Attackers Are Bypassing Your MFA

An illustration of a person overwhelmed by a barrage of multi-factor authentication prompts on their devices.

TL;DR: Multi-factor authentication (MFA) is being defeated by a simple tactic. Attackers with stolen credentials spam users with login approval requests, hoping to trick them into granting access out of confusion or fatigue. This method bypasses a core security protection without stealing the second factor.

By Neeraj Dhiman·2h ago·1 min read·updated 40m ago
Source

Key facts

Category
Cybersecurity
Impact
High
Published
2h ago
Source
The Hacker News

Full summary

Attackers are defeating multi-factor authentication by flooding users with approval requests until one is accepted, bypassing a key security defense.

Multi-factor authentication (MFA) was designed to be a robust defense, protecting accounts even if passwords were compromised. The system works on the principle that an attacker who steals a password still cannot access the second factor, such as a push notification or a code. However, attackers are now exploiting this process by focusing on the human element rather than the technology. After obtaining valid credentials, they initiate repeated login attempts, which floods the legitimate user's device with a constant stream of MFA approval prompts.
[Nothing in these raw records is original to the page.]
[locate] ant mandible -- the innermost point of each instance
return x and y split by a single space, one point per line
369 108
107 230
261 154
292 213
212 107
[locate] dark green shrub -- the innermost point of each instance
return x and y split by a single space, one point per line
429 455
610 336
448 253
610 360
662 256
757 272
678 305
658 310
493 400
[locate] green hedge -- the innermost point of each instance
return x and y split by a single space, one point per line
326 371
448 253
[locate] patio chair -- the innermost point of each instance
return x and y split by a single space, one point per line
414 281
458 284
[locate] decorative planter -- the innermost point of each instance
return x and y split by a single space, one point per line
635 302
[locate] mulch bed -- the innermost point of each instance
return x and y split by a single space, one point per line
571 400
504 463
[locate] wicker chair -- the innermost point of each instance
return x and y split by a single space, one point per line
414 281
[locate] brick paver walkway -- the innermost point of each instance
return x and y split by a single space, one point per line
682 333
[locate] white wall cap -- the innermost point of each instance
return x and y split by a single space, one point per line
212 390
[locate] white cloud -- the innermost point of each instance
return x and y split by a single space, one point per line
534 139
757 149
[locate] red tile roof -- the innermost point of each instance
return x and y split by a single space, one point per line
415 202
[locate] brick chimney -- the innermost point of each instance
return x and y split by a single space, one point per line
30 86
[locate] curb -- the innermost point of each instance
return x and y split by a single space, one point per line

The strategy doesn't involve hacking the second factor; it relies on overwhelming the user.

This technique, known as MFA fatigue or prompt bombing, is effective because it preys on common user behaviors. A person focused on their work may approve a prompt accidentally, or they may become so inundated with alerts that they approve one simply to stop the notifications. This turns a security feature into a vector for a breach. The vulnerability affects any organization using push-based MFA and highlights that technical controls alone are insufficient. It forces IT and security teams to re-evaluate their authentication strategies and recognize that even widely adopted security measures can be undermined through simple social engineering.

Why it matters

This attack vector bypasses a foundational security control (MFA) by exploiting human behavior rather than technical flaws, forcing companies to rethink their authentication strategies and user training.

Business impact

Successful MFA fatigue attacks can lead to account takeovers, data breaches, and unauthorized access to sensitive corporate systems. This undermines security investments and increases the risk of significant financial and reputational damage, as it invalidates a widely trusted security measure.

⚡ Action needed

Review MFA policies and educate users to defend against prompt bombing, a tactic that bypasses standard authentication by exploiting user fatigue.

Action checklist

  1. 1Review current MFA implementation for prompt bombing vulnerabilities.
  2. 2Educate employees on the risks of MFA fatigue and how to report it.
  3. 3Consider deploying phishing-resistant MFA, such as FIDO2/WebAuthn.
  4. 4Configure rate limiting on authentication requests where possible.